What does it cost taxpayers to run a local jail? Unless your hobby is studying local government budgets, you probably have little or no idea what the actual figure might be, but you no doubt believe it ought to be a statistic easy to look up, right?
But, says a recent report from a non-profit think-tank, the Vera Institute of Justice, the number is far from easy to come up with — and it’s almost surely more, maybe much more, than you would guess. The group, assisted by finance officials for jails in six different jurisdictions, drew up a detailed survey and sent it to a large cross-section of locally-run jails that house about 730,000 inmates, male and female, typically either awaiting trial or serving sentences of a year or less. The responses, from 35 county and city jail systems housing about 9% of local jail inmates, were illuminating.

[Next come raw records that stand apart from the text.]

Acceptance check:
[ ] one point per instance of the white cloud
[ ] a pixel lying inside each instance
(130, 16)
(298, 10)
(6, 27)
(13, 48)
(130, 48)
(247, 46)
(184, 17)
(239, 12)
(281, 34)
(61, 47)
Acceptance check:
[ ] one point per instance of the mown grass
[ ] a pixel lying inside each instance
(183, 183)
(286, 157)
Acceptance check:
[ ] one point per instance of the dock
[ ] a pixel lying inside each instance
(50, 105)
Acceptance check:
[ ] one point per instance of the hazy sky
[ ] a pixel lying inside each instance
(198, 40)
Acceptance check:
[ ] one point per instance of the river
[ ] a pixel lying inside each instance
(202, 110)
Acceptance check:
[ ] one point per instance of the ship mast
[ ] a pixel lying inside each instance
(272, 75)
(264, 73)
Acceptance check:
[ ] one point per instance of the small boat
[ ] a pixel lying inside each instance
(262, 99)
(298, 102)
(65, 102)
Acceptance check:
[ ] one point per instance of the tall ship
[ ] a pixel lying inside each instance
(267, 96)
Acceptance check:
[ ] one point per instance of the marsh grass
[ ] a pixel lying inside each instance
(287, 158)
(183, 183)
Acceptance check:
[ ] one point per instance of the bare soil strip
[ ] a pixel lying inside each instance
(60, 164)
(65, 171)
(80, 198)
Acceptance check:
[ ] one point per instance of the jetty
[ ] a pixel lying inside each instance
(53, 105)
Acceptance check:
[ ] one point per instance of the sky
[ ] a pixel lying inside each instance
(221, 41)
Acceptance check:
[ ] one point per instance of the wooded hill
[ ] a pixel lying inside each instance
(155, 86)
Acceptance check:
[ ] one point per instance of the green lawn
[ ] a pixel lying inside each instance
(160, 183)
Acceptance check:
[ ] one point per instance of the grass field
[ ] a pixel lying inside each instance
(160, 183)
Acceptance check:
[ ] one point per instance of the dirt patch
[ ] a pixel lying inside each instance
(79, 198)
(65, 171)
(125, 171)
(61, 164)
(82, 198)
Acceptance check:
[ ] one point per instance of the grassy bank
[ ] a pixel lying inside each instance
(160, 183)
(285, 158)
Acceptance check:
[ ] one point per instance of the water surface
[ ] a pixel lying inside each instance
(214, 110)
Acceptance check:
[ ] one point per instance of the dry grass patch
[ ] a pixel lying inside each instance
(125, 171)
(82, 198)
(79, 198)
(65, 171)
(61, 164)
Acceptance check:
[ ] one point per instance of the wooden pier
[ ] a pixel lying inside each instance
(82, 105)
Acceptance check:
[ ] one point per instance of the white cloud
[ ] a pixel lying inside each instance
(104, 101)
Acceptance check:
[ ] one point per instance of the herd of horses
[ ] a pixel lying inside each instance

Back in 2011, the U.S. Department of Justice (DOJ) estimated local communities that year would spend $22.2 billion on their jails. That’s an impressive amount of cash: about four times the amount ($5.7 billion) DOJ estimated communities spent on their jails in 1983, reflecting a total inmate population that had soared from 223,500 to 735,600.

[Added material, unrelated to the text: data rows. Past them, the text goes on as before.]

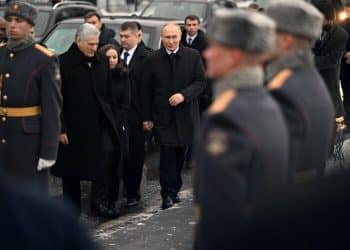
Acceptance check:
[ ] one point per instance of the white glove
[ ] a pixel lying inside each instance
(43, 164)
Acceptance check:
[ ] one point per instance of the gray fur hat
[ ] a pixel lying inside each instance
(243, 29)
(296, 17)
(23, 10)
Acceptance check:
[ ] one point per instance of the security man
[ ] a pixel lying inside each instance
(243, 150)
(30, 102)
(298, 87)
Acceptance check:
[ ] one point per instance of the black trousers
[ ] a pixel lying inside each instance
(133, 167)
(105, 189)
(106, 186)
(170, 167)
(71, 193)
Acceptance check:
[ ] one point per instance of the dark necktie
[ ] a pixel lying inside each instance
(126, 55)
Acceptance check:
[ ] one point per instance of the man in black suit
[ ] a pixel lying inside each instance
(134, 54)
(193, 37)
(329, 50)
(173, 79)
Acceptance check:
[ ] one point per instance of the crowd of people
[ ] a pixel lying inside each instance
(251, 104)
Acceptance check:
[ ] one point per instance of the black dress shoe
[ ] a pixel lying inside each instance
(131, 203)
(167, 202)
(175, 199)
(109, 212)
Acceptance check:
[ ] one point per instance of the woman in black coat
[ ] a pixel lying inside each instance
(120, 92)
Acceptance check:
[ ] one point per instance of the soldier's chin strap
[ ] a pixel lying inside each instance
(44, 164)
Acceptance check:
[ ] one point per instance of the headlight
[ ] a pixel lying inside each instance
(342, 16)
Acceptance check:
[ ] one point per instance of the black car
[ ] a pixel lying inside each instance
(48, 16)
(179, 9)
(62, 34)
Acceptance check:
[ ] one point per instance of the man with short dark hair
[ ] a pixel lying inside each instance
(134, 54)
(174, 77)
(193, 37)
(107, 35)
(3, 35)
(328, 50)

But, as documented in the new report issued by the Vera Institute in May, The Price of Jails: Measuring the Taxpayer Cost of Local Incarceration, even the $22.2 billion figure substantially understates local governments’ actual outlays for community jails. That’s because local governments differ widely on funding sources and on how large a share of outlays for jail operations come from the budget of the agency operating the jails. Often, major components of jail operations are funded through different agencies.
In New York City jails — admittedly an extreme example, in population size, unusually high percentage of prisoners held on federal charges, and in cost structure — about 5/6ths of total outlays go for wages, fringe benefits (equal to about 75% of the wage bill), and pensions; none of these items are part of the city’s correction department budget. Similarly, inmate healthcare is delivered and funded by the city’s Department of Health and Mental Hygiene.

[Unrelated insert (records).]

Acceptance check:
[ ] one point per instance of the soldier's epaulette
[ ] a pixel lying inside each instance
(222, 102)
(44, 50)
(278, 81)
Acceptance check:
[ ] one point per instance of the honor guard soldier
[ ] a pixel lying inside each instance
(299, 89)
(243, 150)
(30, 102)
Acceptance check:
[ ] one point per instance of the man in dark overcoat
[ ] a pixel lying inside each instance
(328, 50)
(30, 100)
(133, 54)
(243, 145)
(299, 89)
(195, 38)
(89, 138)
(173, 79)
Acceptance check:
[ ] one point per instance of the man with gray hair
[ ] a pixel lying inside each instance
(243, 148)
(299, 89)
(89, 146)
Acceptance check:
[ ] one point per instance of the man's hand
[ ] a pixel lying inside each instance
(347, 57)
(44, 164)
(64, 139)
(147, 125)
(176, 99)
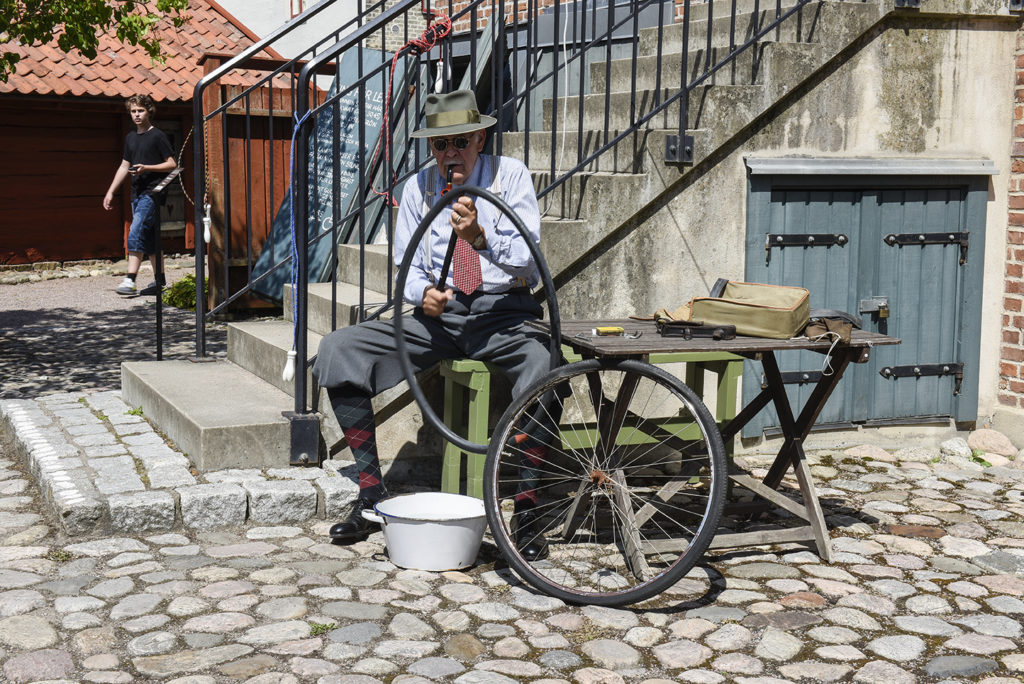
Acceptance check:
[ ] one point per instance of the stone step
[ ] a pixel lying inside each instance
(377, 271)
(800, 27)
(261, 348)
(748, 68)
(592, 197)
(725, 107)
(346, 305)
(570, 146)
(189, 403)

In four other major areas – capital maintenance and improvements; administrative costs; legal judgments and payments; and educational or other programs for inmates — all or part of outlays came from sources outside the city’s corrections agency’s budget. In fact, the Vera report estimates 53.6% of the city jails’ total revenue came from other agencies, while admitting it was unable to nail down outlays for several outside spending categories, such as legal judgments and retiree healthcare.
This may explain why city officials rarely seem to be on the same page when discussing corrections costs. For instance, in 2013 the city’s publicly-funded Independent Budget Office reported total outlays per inmate of $167,731 that year. But the following year, the city comptroller’s report gave a substantially lower figure, under $100,000, per inmate. Although even the lower figure is nearly three times what the Vera report calculates as the national average, it’s far below the Vera report’s per-inmate cost estimate of $208,000 for New York City – because the comptroller myopically only included the corrections agency’s budget.
Looking at the overall numbers, the new Vera Institute report calculates that in 2014, with an city population of 8.4 million and an average daily jail population of about 11,400, New York City taxpayers spent a whopping $2.378 billion for its jails, less than half of that total ($1.103 billion) coming from the corrections budget, compared with $1.275 billion from other sources.
Perhaps it would be wise to keep these much higher numbers in mind when analyzing the costs and benefits of decriminalization and diversion programs, or in judging what value current sentencing and incarceration policies are delivering.